Z tego wpisu dowiesz się:
- po czym poznać, że nie warto pracować w danej firmie?
- kiedy lepiej zrezygnować z udziału w procesie rekrutacyjnym?
- jak uniknąć szybkiego rozczarowania nową pracą?
Niektórzy porównują proces rekrutacji do randki. Obie strony próbują pokazać się z jak najlepszej strony, podkreślają silne strony i skrzętnie ukrywają te najsłabsze. Czy to oznacza, że kandydat podejmując decyzję o podjęciu pracy w danej firmie powinien polegać głównie na tym, co usłyszy od rekrutera? Oczywiście nie!

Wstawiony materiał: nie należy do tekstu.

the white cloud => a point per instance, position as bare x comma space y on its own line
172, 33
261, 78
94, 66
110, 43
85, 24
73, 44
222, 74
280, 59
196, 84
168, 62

Przyglądając się temu, jak wygląda proces rekrutacyjny oraz prowadząca go organizacja, kandydat może zorientować się, czy nie będzie to praca, z której po kilku miesiącach będzie chciał zrezygnować. Poniżej prezentujemy kilka świadczących o tym oznak.
Proces rekrutacyjny jest całkowicie zdezorganizowany
Sam proces rekrutacyjny zwykle składa się z kilku spotkań i rozmów telefonicznych. Nie ma nic dziwnego w tym, że w takiej sytuacji przesunięcie jakiegoś terminu spotkania może mieć miejsce. Jeśli jednak zdarza się do kilkukrotnie, nie jest to dobry sygnał. O firmie nie świadczą również dobrze spóźnienia lub brak przygotowania rozmówców.
Wiele negatywnych opinii o firmie jako pracodawcy
Zasadą obowiązującą przy robieniu researchu na temat firmy, do której aplikujemy, jest korzystanie z wielu źródeł informacji. Dlatego oprócz opinii na popularnych portalach, warto również dogłębnie sprawdzić specjalistyczne fora. Trzeba mieć świadomość, że do części informacji warto mieć sceptyczny stosunek. Niektóre z nich mogą być również nieaktualne. Jeśli jednak negatywne opinie powtarzają się, powinno to spowodować zapalenie lampki ostrzegawczej.
Duża rotacja
Jeśli duża liczba pracowników nie przekłada się na rozwój firmy a na portalach o pracę jest sporo ogłoszeń na różne stanowiska, może oznaczać to wysoką rotację. Jest ona wyraźnym sygnałem, że coś w firmie może się dziać niedobrego. Warto zapytać o to zarówno rekruterów podczas rozmów jak i spróbować dotrzeć do innych pracowników zatrudnionych w firmie, aby uzyskać informacje z „pierwszej ręki”.
Dokładny zakres obowiązków stanowi tajemnicę
Jeśli podczas spotkań z różnymi osobami uzyskuje się rozbieżne informacje odnośnie zakresu obowiązków czy dodatkowych świadczeń, warto być ostrożnym. Może to oznaczać, że wykonywana w rzeczywistości praca będzie w dużym stopniu różnić się od tego, co było podane w ogłoszeniu o pracę, a benefity będą odbiegać od tych ustalonych.
Rozmówcy nie budzą zaufania
Jeśli rozmówcy – czy to rekruterzy, albo co gorzej – przyszły szef – nie są mili podczas spotkań, może to być wyraźny sygnał dotyczący kultury samej firmy oraz stylu pracy w tej firmie. Nie każdemu kandydatowi może to odpowiadać, dlatego warto zastanowić się czy warto pracować dla takiego pracodawcy.
Dostajesz pracę od razu
Z jednej strony może to oznaczać, że firma potrzebuje w krótkim czasie zrekrutować pracowników, ale może też świadczyć o tym, że nie ma zbyt wielu chętnych do pracy. Czy powodem tego nie są złe opinie o pracodawcy? Tego powinien dowiedzieć się kandydat.
Każdy chciałby pracować w firmie, w której ma szansę na ciekawe projekty, jest doceniany, atmosfera jest pozytywna a szef jest dobrym liderem. Aby trafić do takiej organizacji, już na etapie rekrutacji trzeba mieć oczy szeroko otwarte. Zauważenie któregoś z wyżej wymienionych symptomów, może świadczyć o tym, że świetnie zapowiadająca się praca, okaże się koszmarem, od którego będziemy chcieli jak najszybciej się uwolnić.